State Sen. Derek Kilmer, a Gig Harbor Democrat, is trying to give the UW, Washington State University and the four regional universities authority to raise tuition by as much as 14 percent per year. Kilmer has introduced a bill to move the universities away from a very restricted model that currently gives legislators much more control over annual tuition decisions than is often the case across the country.
The measure, SB 6562, has provoked good discussion. UW students, always worried about tuition hikes, have said they understand the need to maintain the quality of education at the state's premier research university and that modifications in the plan might help. A number of newspapers' editorial pages have supported the proposal, giving the university a crucial opportunity to keep alive a measure for which it had failed to build much support before the session.
Even so, in the House of Representatives, a companion measure hasn't even received a hearing. One result is that, just to keep the measure alive, Kilmer has to move the bill out of the Senate Higher Education Committee by Friday. He chairs the group, but he turned away a question about whether that means he can push the measure through this week, saying that he is just one vote.
For some, the bill doesn't go far enough to get the state out of what they see as micro-managing of higher education and to push universities in more entrepreneurial directions. Sen. Ken Jacobsen, a Seattle Democrat, has proposed giving the UW unfettered authority to raise tuition for campus building and remodeling projects. He sees overtones of a "cargo cult" in the hopes of some higher education leaders for a return to greater state support. The conservative Washington Policy Center would like four-year universities to be less dependent on taxpayer subsidies and have more control over their own finances. The center's Jason Mercier has pointed to moves in Colorado and Japan treating universities as largely self-governing enterprises.

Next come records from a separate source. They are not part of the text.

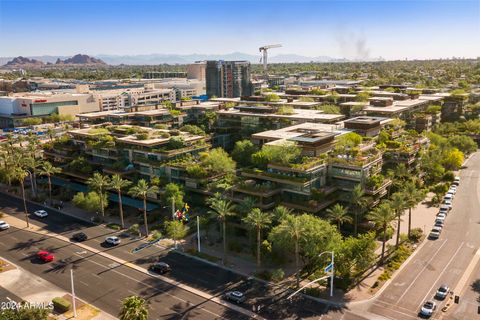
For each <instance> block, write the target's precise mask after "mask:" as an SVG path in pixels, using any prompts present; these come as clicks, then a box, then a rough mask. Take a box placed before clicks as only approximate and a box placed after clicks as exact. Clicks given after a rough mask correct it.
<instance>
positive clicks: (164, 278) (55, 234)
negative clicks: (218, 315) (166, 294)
mask: <svg viewBox="0 0 480 320" xmlns="http://www.w3.org/2000/svg"><path fill="white" fill-rule="evenodd" d="M3 220H5V221H6V222H7V223H9V224H10V225H11V226H13V227H16V228H19V229H22V230H27V231H30V232H34V233H37V234H42V235H47V236H49V237H53V238H56V239H58V240H61V241H64V242H68V243H71V244H73V245H76V246H78V247H80V248H82V249H85V250H88V251H90V252H93V253H95V254H97V255H100V256H102V257H105V258H107V259H110V260H112V261H114V262H116V263H118V264H121V265H124V266H126V267H129V268H131V269H134V270H136V271H139V272H142V273H145V274H148V275H151V274H150V273H149V272H148V270H147V269H144V268H142V267H139V266H137V265H135V264H133V263H130V262H128V261H125V260H123V259H120V258H117V257H115V256H113V255H110V254H108V253H105V252H103V251H100V250H97V249H95V248H92V247H90V246H87V245H85V244H83V243H78V242H72V241H71V240H70V239H69V238H67V237H64V236H62V235H59V234H55V233H51V232H48V231H46V230H44V229H43V228H40V227H38V226H36V225H34V224H30V228H26V227H25V222H24V221H23V220H21V219H18V218H16V217H13V216H10V215H5V218H4V219H3ZM155 277H156V278H159V279H160V280H162V281H164V282H166V283H169V284H171V285H173V286H176V287H179V288H181V289H184V290H186V291H189V292H191V293H193V294H196V295H198V296H200V297H202V298H204V299H206V300H210V301H213V302H215V303H217V304H220V305H222V306H224V307H227V308H229V309H232V310H235V311H237V312H240V313H243V314H245V315H246V316H248V317H251V318H254V319H263V318H262V317H260V316H259V315H257V314H255V313H253V312H251V311H250V310H247V309H244V308H242V307H239V306H237V305H235V304H232V303H229V302H226V301H224V300H222V299H220V298H218V297H215V296H213V295H210V294H208V293H205V292H203V291H201V290H198V289H196V288H193V287H190V286H188V285H185V284H183V283H180V282H178V281H175V280H172V279H170V278H167V277H165V276H161V275H156V276H155Z"/></svg>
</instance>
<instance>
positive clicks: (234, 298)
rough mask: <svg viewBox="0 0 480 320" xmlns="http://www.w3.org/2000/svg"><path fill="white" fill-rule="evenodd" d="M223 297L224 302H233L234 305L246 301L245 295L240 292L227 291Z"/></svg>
mask: <svg viewBox="0 0 480 320" xmlns="http://www.w3.org/2000/svg"><path fill="white" fill-rule="evenodd" d="M223 297H224V299H225V300H229V301H233V302H235V303H242V302H244V301H245V300H246V298H245V294H243V292H240V291H228V292H227V293H225V295H224V296H223Z"/></svg>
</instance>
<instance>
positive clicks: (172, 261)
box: [0, 194, 329, 319]
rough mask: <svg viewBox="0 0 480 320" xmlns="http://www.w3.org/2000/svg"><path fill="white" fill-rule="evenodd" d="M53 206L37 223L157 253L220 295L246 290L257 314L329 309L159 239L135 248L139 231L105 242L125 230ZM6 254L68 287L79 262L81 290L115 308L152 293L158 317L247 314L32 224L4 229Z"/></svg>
mask: <svg viewBox="0 0 480 320" xmlns="http://www.w3.org/2000/svg"><path fill="white" fill-rule="evenodd" d="M0 203H1V204H2V207H0V211H2V212H5V213H7V214H10V215H13V216H16V217H17V218H23V214H22V213H21V212H20V211H18V209H17V208H19V207H20V208H21V203H20V201H18V199H16V198H12V197H10V196H7V195H4V194H0ZM39 208H41V207H40V206H37V205H34V204H29V212H33V211H34V210H37V209H39ZM49 212H50V214H49V216H48V217H47V218H46V219H40V218H36V217H32V218H31V223H33V224H35V225H37V226H39V227H41V228H43V229H45V230H48V231H50V232H52V233H56V234H60V235H62V236H65V237H67V238H68V237H70V236H71V235H72V234H74V233H76V232H78V231H80V230H81V231H82V232H85V233H86V234H87V235H88V236H89V239H88V240H87V241H85V242H83V244H85V245H87V246H89V247H91V248H93V249H95V250H100V251H102V252H105V253H108V254H109V255H112V256H115V257H117V258H120V259H122V260H125V261H128V262H131V263H134V264H136V265H139V266H141V267H143V268H148V266H149V265H150V264H151V263H153V262H155V261H165V262H167V263H168V264H170V266H171V267H172V272H170V273H169V274H168V277H169V278H171V279H173V280H176V281H178V282H180V283H183V284H186V285H188V286H190V287H194V288H196V289H199V290H201V291H203V292H206V293H208V294H210V295H212V296H214V297H220V296H221V295H222V294H223V293H225V292H226V291H228V290H233V289H239V290H241V291H243V292H246V295H247V298H248V299H247V301H246V302H245V303H244V304H242V305H241V306H242V307H243V308H245V309H248V310H252V308H254V307H258V306H260V311H259V314H260V315H261V316H263V317H265V318H267V319H280V318H281V319H287V318H298V317H301V318H316V317H318V316H319V315H321V314H325V313H327V312H328V310H329V307H328V306H327V305H324V304H320V303H317V302H312V301H309V300H307V299H304V298H301V297H299V298H298V299H296V300H295V301H293V302H290V301H288V300H287V299H285V298H286V296H287V295H288V294H289V292H278V291H275V289H274V288H271V287H268V286H265V285H264V284H262V283H259V282H253V283H252V282H250V281H248V280H247V279H245V278H244V277H242V276H240V275H238V274H235V273H233V272H230V271H228V270H225V269H223V268H220V267H217V266H214V265H211V264H206V263H203V262H201V261H198V260H196V259H192V258H190V257H186V256H183V255H181V254H178V253H175V252H171V251H168V250H166V249H164V248H162V247H159V246H152V247H148V248H144V249H142V250H141V251H139V252H137V253H132V250H133V249H135V248H137V247H138V246H139V245H141V244H142V243H144V242H142V240H139V239H136V238H130V237H128V236H126V237H121V239H122V243H121V244H120V245H118V246H116V247H106V246H105V245H104V244H103V242H104V239H105V237H106V236H108V235H119V232H117V231H114V230H110V229H108V228H105V227H103V226H95V225H91V224H89V223H87V222H83V221H81V220H78V219H75V218H73V217H70V216H67V215H63V214H60V213H58V212H55V211H53V210H49ZM120 236H121V235H120ZM38 250H49V251H51V252H53V253H54V254H55V257H56V259H55V261H54V262H52V263H47V264H37V263H35V260H34V259H32V255H33V254H34V253H35V252H36V251H38ZM0 256H4V257H5V258H7V259H8V260H10V261H12V262H14V263H16V264H17V265H19V266H20V267H21V268H24V269H26V270H28V271H30V272H32V273H34V274H36V275H38V276H40V277H42V278H43V279H46V280H48V281H50V282H51V283H53V284H55V285H56V286H58V287H60V288H62V289H64V290H66V291H68V290H69V274H70V273H69V270H70V268H72V267H73V269H74V274H75V284H76V293H77V295H78V296H79V297H80V298H82V299H83V300H85V301H87V302H89V303H91V304H93V305H95V306H97V307H99V308H100V309H102V310H104V311H106V312H108V313H110V314H112V315H116V314H117V313H118V310H119V308H120V305H121V302H120V301H121V300H122V299H123V298H124V297H126V296H129V295H132V294H136V295H140V296H142V297H145V298H146V299H147V300H148V301H149V304H150V312H151V315H152V319H159V318H161V319H177V318H178V319H180V318H183V317H190V318H195V319H217V318H226V319H246V318H248V317H247V316H245V315H244V314H242V313H239V312H236V311H234V310H231V309H229V308H227V307H225V306H222V305H220V304H218V303H215V302H214V301H210V300H209V299H205V298H202V297H200V296H198V295H196V294H194V293H192V292H190V291H187V290H184V289H182V288H179V287H177V286H175V285H172V284H169V283H166V282H164V281H162V280H161V279H159V278H157V277H155V276H154V275H153V274H145V273H142V272H139V271H137V270H134V269H132V268H129V267H128V266H125V265H121V264H118V263H116V262H115V261H112V260H110V259H109V258H107V257H104V256H101V255H98V254H95V253H94V252H92V251H89V250H85V249H84V248H80V247H78V246H77V245H75V244H74V243H70V242H65V241H62V240H59V239H56V238H53V237H48V236H45V235H41V234H36V233H33V232H30V231H27V230H23V229H17V228H14V227H12V228H10V229H9V230H7V231H3V232H1V233H0Z"/></svg>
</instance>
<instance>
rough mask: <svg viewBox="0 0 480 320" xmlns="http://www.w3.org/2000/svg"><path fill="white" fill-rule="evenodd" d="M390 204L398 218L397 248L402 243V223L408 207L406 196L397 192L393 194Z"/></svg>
mask: <svg viewBox="0 0 480 320" xmlns="http://www.w3.org/2000/svg"><path fill="white" fill-rule="evenodd" d="M389 204H390V207H391V208H392V210H393V211H394V212H395V216H396V217H397V239H396V241H395V246H396V247H398V243H399V242H400V223H401V222H402V215H403V210H405V205H406V204H405V195H404V194H403V193H401V192H395V193H394V194H392V196H391V198H390V201H389Z"/></svg>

For many others, approaches like those would shortchange or violate what they see as important principles of state support for higher education. They want Olympia to recognize that, while a college degree has measurable private benefits, the advantages to the state of a well-educated citizenry are possibly even greater. They point to research saying well-educated people are more engaged in their communities, and that a high level of education in the workforce helps build a competitive economy.
While it would be a departure for the state and has raised concerns among some of the universities, Kilmer's bill isn't radical at all. The senator (who figures he may be the only legislator still paying off a college loan) said he wants to make sure any changes keep four-year educations affordable and accessible, and that the legislature doesn't accelerate the state's tendency to squeeze down its share of the financing for higher education over recent decades.

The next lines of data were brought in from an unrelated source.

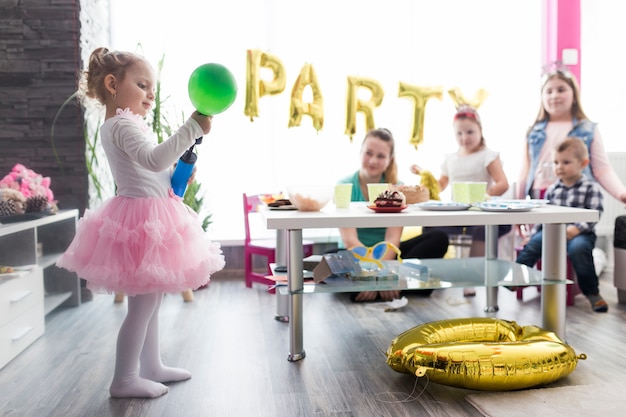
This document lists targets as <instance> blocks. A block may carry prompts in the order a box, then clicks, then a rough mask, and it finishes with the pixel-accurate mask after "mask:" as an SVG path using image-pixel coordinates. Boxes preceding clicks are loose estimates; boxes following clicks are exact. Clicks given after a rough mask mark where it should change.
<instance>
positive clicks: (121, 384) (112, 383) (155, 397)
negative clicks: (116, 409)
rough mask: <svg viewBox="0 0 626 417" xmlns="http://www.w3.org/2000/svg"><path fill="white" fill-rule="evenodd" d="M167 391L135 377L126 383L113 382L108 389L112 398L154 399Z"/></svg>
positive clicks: (138, 377)
mask: <svg viewBox="0 0 626 417" xmlns="http://www.w3.org/2000/svg"><path fill="white" fill-rule="evenodd" d="M167 391H168V388H167V387H166V386H165V385H163V384H161V383H159V382H154V381H151V380H149V379H144V378H141V377H138V376H136V375H135V376H134V377H133V378H132V379H131V378H128V379H127V380H126V381H124V380H122V381H113V382H112V383H111V387H110V388H109V393H110V394H111V397H114V398H156V397H160V396H161V395H163V394H166V393H167Z"/></svg>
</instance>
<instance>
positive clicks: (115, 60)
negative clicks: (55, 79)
mask: <svg viewBox="0 0 626 417" xmlns="http://www.w3.org/2000/svg"><path fill="white" fill-rule="evenodd" d="M140 61H144V58H143V57H142V56H140V55H137V54H134V53H132V52H118V51H111V50H109V49H107V48H97V49H96V50H94V51H93V52H92V53H91V55H90V56H89V64H88V67H87V70H85V71H83V72H82V73H81V74H80V77H79V82H78V98H79V100H81V101H82V100H84V99H85V97H88V98H91V99H96V100H98V101H99V102H100V103H102V104H105V103H106V102H107V101H108V99H109V98H110V96H111V93H109V91H108V90H107V89H106V87H105V85H104V78H105V77H106V76H107V75H109V74H112V75H114V76H115V78H116V79H117V80H118V81H120V82H121V81H123V80H124V76H125V75H126V71H127V70H128V68H129V67H131V66H132V65H133V64H135V63H137V62H140Z"/></svg>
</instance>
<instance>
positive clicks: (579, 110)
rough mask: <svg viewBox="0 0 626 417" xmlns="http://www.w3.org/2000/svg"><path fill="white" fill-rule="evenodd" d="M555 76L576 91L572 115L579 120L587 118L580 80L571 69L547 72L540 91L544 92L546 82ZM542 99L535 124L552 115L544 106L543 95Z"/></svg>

Kilmer would certainly give universities more flexibility, but within clear boundaries. He would place both long-term and annual limits on the size of tuition increases (no more than 14 percent a year) and require the universities to negotiate performance agreements with the state on such measures as cost efficiencies, cooperation with community colleges in taking their graduates, and producing four-year degrees, an area in which Washington has lagged badly for years.
Under Kilmer's bill, the UW also would have to keep tuition at no greater than the 75th percentile of the major universities to which the school regularly compares itself. That's one of the areas in which UW students have taken a surprisingly accommodating attitude. They don't reject the concept, but suggest that tuition should be no higher than the 50th percentile.